I have to backtrack for a second to answer that. After I
completed my Ph.D. in 1987, I wound up doing a post-doc at the Max
Planck Institute of Meteorology (MPI) in Hamburg. The Institute was
led by Professor Klaus Hasselmann, and the focus of MPI was on
developing a coupled atmosphere-ocean climate model. At that time,
the U.S. had a number of different climate modeling centers—in
Princeton, in Boulder, and in New York—the British had a climate
modeling branch at the Meteorological Office in Bracknell, but the
Germans were just in the process of trying to develop a coupled
atmospheric-ocean model with which to perform greenhouse warming
studies. When I came to Hamburg, I soon became involved in these
efforts to use the climate model they were
developing for global warming experiments. My interest was not so
much in developing models, but in looking at results of experiments
and comparing the model with nature, with the actual data, and
trying to figure out whether the model projections of climate change
matched the actual observations of, say, temperature change at the
Earth's surface.
And so the motivation of that 1992 study, the first author of
which was Uli Cubasch, was to take a slightly different look at this
issue of global warming. The way in which modelers made the
comparison between their model predictions and the observed climate
variables had not been all that systematic up to that point in time.

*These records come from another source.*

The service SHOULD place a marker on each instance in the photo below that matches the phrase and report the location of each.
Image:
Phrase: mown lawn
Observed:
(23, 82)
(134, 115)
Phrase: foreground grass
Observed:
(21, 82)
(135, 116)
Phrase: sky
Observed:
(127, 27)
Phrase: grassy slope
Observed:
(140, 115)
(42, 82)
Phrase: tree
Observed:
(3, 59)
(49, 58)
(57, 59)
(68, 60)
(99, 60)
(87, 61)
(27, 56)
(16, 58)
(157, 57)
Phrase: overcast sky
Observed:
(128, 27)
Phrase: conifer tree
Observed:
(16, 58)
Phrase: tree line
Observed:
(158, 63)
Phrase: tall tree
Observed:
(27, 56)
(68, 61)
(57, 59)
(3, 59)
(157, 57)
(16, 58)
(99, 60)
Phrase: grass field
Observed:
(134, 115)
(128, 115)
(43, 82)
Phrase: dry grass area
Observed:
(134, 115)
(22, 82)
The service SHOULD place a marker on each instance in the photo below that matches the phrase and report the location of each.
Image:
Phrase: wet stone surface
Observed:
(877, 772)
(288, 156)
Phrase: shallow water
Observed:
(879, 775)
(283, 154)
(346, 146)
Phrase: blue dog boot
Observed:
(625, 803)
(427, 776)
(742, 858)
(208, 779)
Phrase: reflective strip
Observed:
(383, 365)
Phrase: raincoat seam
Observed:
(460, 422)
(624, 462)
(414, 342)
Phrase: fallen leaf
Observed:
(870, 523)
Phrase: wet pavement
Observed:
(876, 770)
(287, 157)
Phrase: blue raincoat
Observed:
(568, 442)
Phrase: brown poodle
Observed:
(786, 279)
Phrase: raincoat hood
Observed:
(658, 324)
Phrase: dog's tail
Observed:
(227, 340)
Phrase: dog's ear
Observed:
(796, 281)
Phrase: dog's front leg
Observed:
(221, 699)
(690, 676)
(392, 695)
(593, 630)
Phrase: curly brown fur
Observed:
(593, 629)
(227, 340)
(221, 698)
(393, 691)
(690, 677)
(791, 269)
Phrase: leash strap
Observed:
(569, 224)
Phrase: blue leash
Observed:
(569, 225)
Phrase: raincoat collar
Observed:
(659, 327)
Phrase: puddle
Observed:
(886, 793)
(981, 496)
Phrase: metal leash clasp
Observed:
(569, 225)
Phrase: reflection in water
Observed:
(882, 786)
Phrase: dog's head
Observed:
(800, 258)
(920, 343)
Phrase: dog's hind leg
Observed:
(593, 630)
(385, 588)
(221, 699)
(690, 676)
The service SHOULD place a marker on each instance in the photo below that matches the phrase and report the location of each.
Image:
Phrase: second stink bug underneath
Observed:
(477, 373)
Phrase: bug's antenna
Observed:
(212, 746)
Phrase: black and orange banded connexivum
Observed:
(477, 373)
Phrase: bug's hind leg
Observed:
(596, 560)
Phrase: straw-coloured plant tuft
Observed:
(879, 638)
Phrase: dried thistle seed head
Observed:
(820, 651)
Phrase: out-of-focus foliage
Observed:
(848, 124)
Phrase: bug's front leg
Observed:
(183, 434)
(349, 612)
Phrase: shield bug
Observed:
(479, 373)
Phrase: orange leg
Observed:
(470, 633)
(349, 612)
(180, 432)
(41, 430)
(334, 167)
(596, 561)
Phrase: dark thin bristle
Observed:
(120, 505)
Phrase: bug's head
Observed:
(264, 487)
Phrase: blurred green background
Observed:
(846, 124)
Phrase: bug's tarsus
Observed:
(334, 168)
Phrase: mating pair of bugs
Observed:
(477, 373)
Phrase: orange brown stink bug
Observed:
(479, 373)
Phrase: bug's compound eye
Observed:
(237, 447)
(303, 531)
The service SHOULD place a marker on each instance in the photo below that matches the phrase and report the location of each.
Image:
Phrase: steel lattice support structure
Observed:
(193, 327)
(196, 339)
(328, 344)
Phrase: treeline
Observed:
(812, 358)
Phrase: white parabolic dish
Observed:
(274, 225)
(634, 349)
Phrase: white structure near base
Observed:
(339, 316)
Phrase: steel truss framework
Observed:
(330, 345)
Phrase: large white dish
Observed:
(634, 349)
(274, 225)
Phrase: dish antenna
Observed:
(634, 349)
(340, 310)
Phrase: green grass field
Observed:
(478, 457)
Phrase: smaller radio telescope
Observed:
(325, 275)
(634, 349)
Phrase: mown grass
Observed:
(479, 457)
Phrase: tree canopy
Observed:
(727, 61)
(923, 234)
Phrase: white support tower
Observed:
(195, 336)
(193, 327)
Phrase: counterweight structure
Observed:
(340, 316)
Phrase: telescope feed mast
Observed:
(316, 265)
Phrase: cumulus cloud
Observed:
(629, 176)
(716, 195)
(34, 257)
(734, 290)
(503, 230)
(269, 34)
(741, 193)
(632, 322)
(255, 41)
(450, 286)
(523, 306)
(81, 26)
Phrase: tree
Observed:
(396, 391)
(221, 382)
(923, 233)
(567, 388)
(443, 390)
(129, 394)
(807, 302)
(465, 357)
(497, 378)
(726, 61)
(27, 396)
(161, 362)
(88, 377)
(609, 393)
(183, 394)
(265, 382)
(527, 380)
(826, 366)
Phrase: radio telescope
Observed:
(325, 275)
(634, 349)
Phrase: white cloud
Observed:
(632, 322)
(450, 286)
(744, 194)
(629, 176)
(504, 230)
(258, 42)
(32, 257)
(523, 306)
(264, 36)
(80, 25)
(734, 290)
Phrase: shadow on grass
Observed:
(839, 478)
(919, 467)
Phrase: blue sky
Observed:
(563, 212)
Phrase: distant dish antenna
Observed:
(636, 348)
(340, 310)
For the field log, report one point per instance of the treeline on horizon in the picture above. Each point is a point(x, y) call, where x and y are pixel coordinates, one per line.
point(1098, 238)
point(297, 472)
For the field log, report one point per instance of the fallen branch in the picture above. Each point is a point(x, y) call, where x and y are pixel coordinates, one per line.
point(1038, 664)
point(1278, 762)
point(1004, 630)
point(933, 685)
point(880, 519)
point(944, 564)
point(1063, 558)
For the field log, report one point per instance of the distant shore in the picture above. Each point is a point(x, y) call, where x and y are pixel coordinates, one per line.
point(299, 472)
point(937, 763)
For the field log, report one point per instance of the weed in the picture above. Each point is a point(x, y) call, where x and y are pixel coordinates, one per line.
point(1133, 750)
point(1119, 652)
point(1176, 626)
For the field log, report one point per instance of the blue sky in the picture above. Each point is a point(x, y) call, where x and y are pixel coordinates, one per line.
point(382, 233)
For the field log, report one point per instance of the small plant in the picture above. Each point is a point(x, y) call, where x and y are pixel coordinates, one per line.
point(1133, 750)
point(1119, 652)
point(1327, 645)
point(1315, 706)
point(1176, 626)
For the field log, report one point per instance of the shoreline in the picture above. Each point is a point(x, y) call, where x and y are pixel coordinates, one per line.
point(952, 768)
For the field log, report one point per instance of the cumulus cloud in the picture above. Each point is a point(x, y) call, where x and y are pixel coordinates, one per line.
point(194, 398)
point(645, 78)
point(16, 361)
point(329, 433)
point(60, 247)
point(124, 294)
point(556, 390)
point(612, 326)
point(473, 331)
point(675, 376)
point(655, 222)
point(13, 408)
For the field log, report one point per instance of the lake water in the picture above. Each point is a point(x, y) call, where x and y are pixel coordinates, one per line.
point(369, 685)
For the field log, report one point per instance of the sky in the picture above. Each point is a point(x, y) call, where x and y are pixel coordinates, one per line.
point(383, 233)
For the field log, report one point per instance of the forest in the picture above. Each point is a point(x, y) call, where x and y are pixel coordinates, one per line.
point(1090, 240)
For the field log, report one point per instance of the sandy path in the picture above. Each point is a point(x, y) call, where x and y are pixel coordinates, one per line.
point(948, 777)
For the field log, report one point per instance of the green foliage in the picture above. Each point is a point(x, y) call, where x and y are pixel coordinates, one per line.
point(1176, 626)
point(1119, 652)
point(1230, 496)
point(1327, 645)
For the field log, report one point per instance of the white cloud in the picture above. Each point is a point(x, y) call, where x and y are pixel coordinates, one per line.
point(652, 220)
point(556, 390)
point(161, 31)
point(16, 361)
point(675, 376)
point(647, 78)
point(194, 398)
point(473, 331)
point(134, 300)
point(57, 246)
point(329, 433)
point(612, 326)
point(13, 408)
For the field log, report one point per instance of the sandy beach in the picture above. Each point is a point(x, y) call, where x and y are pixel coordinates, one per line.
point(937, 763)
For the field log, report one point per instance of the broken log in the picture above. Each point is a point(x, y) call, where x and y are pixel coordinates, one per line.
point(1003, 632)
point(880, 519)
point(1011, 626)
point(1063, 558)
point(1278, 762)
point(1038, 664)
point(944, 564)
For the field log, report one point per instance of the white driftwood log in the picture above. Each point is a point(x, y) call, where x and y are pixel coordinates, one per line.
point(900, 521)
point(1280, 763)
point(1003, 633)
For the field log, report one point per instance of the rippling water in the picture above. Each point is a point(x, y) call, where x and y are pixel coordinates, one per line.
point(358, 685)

What we tried to do was put this comparison with observations on
firmer statistical footing. This involved using signal-processing
techniques. Essentially, we were trying to look at the model and
figure out what the climate signal was in response to the imposed
changes in atmospheric carbon dioxide. We wanted to find out where
the signal’s largest, and in which climate variables it’s most
obvious. Was it in temperature, pressure, rainfall, winds? We asked
those kinds of questions and tried to address them in the paper. The
other climate modeling groups had not really focused on the
statistical aspect of this issue: how do you extract a climate
change signal from the model data that (like in the real world
itself) contains both signal and a background "noise"?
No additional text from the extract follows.